Patients complete their arrival registration from home, receive a queue token on their phone and track their status in real time. When they walk into the hospital, check-in takes seconds — no forms, no repeated questions, no waiting in a line.

The outcome: over 600 additional monthly appointments absorbed without increasing front-desk load, and a first touchpoint that calms rather than compounds the anxiety of arriving at a hospital.

Digital menu

Nutritionist-designed meals,
chosen by the patient.

For inpatients entitled to hospital meals, the app surfaces a menu curated by nutritionists and tailored to each patient's care plan. Selections and adjustments happen directly in the app — no paper forms, no waiting for a staff member to relay the order.

Having control over what you eat while hospitalised is a small autonomy with an outsized effect. It signals something essential: you are a person here, not a case number.

Tempo —
the component library built for HSL.

A shared token-based system covering typography, colour, spacing and the full component set used across all patient-facing surfaces — built in parallel with the product to keep design and engineering in sync.

Population health

500,000+ lives managed
through a single platform.

The platform expanded to corporate health partnerships — organisations whose employee benefit plans run through HSL, covering hundreds of thousands of managed lives. Digital and hybrid care models, all accessible through the same app patients already knew.

Delivered in approximately three months. The architecture was already in place; what changed was the scale of the audience it could serve.

/ 01

Calm is a design decision.

Hospitals are already high-anxiety environments. Every interaction we removed — a form field, a queue line, an ambiguous status message — reduced cognitive load at exactly the moment patients could least afford to spend it. Friction is never neutral in healthcare.

/ 02

A design system is a trust infrastructure.

Building Tempo in parallel with the product meant engineers could ship new surfaces without waiting for design review on every component. The real value wasn't consistency — it was speed without regression.
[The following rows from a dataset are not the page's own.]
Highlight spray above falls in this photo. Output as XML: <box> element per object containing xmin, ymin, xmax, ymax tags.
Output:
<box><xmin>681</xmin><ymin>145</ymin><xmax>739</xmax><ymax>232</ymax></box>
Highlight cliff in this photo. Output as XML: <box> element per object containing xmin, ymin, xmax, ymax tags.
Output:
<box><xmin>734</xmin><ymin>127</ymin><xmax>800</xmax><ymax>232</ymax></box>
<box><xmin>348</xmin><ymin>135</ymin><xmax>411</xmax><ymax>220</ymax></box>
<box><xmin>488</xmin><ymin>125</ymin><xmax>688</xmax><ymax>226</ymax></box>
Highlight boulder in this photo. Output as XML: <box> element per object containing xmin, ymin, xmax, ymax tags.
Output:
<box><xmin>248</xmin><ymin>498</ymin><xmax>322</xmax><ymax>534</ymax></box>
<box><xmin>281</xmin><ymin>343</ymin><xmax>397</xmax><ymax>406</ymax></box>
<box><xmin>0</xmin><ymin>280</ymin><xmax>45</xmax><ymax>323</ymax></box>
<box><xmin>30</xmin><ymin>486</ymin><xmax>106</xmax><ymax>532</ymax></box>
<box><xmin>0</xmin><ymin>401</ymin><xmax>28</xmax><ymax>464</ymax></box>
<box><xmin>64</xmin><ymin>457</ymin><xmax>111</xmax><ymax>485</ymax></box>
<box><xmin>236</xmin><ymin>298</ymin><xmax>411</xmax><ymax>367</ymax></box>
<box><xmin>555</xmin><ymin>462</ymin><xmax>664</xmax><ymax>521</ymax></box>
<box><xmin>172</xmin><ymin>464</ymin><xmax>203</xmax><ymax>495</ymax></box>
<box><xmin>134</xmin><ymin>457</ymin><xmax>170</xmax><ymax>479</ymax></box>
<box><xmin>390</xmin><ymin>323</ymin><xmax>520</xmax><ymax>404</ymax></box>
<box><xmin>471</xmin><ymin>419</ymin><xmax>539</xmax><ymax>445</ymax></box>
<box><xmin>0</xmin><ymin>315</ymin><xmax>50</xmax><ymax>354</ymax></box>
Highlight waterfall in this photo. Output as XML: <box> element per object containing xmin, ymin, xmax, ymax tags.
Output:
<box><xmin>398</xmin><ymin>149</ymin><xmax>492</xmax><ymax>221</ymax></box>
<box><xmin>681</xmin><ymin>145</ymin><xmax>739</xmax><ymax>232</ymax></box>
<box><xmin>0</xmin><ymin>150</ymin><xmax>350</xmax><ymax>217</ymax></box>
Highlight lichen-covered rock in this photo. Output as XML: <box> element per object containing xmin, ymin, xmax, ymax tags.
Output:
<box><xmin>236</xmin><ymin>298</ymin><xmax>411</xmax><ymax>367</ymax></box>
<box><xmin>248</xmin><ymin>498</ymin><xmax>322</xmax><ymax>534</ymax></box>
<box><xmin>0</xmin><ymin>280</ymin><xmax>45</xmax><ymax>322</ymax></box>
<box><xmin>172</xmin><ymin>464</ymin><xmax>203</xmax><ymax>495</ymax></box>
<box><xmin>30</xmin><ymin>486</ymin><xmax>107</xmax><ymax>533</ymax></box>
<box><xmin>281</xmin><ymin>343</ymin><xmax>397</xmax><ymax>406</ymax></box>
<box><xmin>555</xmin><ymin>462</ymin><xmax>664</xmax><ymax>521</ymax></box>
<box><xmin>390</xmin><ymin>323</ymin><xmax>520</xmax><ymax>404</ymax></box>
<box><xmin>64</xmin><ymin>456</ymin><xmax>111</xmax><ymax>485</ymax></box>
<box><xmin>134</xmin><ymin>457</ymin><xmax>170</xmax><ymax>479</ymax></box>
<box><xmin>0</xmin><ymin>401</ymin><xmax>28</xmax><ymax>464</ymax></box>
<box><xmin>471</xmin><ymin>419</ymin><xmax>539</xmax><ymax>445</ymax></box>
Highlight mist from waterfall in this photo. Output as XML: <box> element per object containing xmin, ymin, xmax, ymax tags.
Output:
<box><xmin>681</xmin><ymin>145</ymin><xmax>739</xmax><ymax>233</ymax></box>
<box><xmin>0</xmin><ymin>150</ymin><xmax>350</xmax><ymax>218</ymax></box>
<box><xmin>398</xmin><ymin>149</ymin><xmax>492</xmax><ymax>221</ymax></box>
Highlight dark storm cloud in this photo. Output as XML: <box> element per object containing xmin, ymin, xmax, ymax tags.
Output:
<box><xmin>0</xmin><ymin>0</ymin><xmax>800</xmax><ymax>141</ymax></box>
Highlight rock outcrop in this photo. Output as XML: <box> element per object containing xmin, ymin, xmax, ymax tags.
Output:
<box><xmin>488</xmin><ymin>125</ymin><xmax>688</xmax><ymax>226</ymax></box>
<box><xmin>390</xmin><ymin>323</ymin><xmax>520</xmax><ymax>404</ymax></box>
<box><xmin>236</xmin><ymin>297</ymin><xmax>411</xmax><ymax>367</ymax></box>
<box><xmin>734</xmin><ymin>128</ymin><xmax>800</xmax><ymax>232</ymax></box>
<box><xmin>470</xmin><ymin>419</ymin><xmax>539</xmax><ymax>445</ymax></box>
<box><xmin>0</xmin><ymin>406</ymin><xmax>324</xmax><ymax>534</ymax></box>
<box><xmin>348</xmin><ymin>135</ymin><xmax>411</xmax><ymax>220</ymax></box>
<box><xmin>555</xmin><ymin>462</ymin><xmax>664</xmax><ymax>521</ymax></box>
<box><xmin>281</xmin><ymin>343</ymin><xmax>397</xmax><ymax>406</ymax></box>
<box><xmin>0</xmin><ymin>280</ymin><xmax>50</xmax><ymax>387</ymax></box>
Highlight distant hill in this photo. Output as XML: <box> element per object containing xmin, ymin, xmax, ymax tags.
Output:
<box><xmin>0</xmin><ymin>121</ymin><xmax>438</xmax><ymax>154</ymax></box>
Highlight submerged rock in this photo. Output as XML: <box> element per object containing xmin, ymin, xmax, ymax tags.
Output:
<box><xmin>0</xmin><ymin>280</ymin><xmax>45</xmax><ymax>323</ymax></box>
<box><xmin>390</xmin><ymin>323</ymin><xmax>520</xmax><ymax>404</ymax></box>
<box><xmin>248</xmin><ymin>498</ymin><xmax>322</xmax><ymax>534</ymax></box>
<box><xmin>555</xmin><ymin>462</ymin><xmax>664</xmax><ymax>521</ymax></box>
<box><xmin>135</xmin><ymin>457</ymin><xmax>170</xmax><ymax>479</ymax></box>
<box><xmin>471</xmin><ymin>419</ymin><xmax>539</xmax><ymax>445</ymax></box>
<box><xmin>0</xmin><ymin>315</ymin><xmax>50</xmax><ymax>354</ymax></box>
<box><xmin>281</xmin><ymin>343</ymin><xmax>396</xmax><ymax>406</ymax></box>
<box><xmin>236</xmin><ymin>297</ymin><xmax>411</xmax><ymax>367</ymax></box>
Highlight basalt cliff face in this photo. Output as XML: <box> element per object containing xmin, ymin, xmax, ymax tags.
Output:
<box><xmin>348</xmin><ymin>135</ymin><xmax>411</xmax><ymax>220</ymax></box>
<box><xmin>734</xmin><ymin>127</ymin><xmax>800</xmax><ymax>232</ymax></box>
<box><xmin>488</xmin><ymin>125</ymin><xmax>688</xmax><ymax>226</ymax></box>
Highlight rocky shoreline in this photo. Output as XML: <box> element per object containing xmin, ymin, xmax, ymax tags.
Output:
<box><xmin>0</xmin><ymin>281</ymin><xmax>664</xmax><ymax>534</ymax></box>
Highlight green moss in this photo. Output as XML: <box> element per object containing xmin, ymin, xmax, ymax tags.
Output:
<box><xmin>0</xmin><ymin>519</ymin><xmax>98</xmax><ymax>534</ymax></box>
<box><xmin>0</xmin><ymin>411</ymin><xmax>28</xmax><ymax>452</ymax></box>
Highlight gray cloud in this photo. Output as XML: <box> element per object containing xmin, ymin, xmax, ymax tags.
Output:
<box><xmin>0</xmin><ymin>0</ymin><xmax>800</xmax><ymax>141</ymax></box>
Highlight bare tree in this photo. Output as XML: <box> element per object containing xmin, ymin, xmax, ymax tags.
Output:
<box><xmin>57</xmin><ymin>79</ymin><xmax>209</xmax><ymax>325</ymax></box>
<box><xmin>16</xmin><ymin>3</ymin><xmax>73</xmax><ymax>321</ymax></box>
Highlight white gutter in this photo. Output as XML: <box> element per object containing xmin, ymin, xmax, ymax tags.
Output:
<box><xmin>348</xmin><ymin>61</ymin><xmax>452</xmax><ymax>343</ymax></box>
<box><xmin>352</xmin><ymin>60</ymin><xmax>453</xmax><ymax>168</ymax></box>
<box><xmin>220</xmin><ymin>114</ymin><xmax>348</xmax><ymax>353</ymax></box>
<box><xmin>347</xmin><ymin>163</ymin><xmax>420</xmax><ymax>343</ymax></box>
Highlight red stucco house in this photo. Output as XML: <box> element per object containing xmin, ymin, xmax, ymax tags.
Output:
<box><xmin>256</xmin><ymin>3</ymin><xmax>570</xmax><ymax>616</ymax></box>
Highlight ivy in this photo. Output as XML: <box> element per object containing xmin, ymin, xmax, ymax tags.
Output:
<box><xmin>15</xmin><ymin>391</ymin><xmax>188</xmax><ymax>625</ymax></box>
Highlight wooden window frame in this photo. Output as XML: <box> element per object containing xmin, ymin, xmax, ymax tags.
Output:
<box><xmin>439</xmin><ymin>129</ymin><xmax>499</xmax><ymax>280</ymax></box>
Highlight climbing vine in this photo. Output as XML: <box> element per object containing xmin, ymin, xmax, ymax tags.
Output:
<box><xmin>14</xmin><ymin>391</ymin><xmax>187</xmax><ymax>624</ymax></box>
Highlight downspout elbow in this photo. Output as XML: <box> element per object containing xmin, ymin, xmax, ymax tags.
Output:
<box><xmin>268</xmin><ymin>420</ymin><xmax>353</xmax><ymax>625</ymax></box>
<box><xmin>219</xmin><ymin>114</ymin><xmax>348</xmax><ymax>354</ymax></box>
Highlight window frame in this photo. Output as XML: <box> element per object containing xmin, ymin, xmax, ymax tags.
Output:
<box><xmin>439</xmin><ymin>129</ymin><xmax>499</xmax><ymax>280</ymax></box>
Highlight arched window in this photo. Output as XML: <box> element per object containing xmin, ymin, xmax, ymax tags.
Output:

The system paid for itself within the first feature expansion.

/ 03

Staff are users too.

The biggest improvements to the check-in flow came from shadowing reception staff, not from patient interviews. They absorbed the cost of every UX gap. Designing for the person behind the desk changed what we prioritised on the screen in front of the patient.

/ 04

Architecture unlocks scale.

Expanding to 500k corporate lives in three months was only possible because the underlying design and engineering architecture was built to be extended — not rebuilt. The decision to invest in modularity early wasn't obvious when the first user was a single inpatient.